昨日(7月27日)と今日(7月28日)に開催された日本銀行の金融政策決定会合において、金融緩和の事実上の修正が決定されました。具体的には、長期金利(10年物の日本国債)の目標を事実上、0.5%から1.0%に引き上げました。「事実上」というのは、表向きは0.5%のまま、と言いながら指値オペは1.0%としたことです。これにより、長期金利は1.0%に収斂することになるでしょう。
 これまでは、日本銀行が0.25%なり0.5%で買ってくれるという確信があったから金融機関はある意味、安心して法外な安い金利で取引できたわけです。それが、いきなり1.0%で買います、つまり0.5%では買いません、値下げします、ということなので、金融市場としてはビックリでしょう。
 これまで、植田日銀総裁は、日銀総裁になる前の大学教授のときから、金融政策にサプライズはダメ、コミュニケーションが大事と言ってきました。今回の金融政策の修正は、サプライズそのものです。これまで、金融緩和を修正を全面否定し示唆するような話は一切ありませんでした。それでも、ロジカルに考えれば金融緩和の継続は限界を越えているから修正が必要、植田総裁はロジカルな思考の持ち主、ならば早晩、金融政策は修正されるだろう、という見方はありました。結局、今回の金融政策の修正は騙し討ちのようなものでした。金融政策において、騙し討ちはよろしくないと言ってきたことも含めての騙し討ちです。
 とはいえ、植田総裁を責める気はありません。それだけこの10年の金融緩和は矛盾だらけでどうにもならなくなっているということの現れだと考えるからです。
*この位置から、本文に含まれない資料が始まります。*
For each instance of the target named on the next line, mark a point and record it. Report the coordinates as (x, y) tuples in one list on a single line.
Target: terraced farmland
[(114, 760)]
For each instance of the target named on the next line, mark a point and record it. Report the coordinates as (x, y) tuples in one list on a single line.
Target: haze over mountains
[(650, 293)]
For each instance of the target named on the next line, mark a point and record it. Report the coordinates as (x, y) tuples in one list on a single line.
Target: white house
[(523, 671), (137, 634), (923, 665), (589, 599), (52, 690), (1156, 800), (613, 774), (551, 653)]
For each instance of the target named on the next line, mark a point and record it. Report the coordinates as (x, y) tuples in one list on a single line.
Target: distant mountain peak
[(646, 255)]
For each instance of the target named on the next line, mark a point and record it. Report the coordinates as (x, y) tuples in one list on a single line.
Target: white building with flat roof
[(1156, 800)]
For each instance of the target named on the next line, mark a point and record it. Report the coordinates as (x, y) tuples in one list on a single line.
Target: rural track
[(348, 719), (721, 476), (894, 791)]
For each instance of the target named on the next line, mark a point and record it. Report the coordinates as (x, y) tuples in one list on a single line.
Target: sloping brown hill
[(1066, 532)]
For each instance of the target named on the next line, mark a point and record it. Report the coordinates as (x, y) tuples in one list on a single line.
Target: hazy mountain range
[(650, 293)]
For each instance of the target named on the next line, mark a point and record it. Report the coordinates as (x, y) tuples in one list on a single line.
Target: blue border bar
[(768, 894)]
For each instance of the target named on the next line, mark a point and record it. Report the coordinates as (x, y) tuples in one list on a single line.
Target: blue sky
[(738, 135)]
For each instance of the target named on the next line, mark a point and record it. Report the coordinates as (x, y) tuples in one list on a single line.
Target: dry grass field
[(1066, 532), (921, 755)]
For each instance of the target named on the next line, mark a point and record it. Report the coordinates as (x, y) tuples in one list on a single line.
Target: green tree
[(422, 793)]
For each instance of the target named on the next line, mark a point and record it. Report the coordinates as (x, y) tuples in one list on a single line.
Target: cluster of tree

 ただし、長期金利の目標を引き上げると、様々な分野でその効果ができています。財政には、利払いの増加、民間金融機関には債券の含み損、日本銀行も債券の実質的な含み損が発生します。500兆円超の日本国債を保有する日本銀行では、0.25%→0.5%の引上げで約9兆円の実質的な含み損が発生しました。今回は0.5%→1.0%の金利上昇となれば20兆円ぐらいの実質的な含み損で実質的な債務超過に陥ります。これが債券市場や為替市場にどのような影響を与えるのか、注視する必要があります。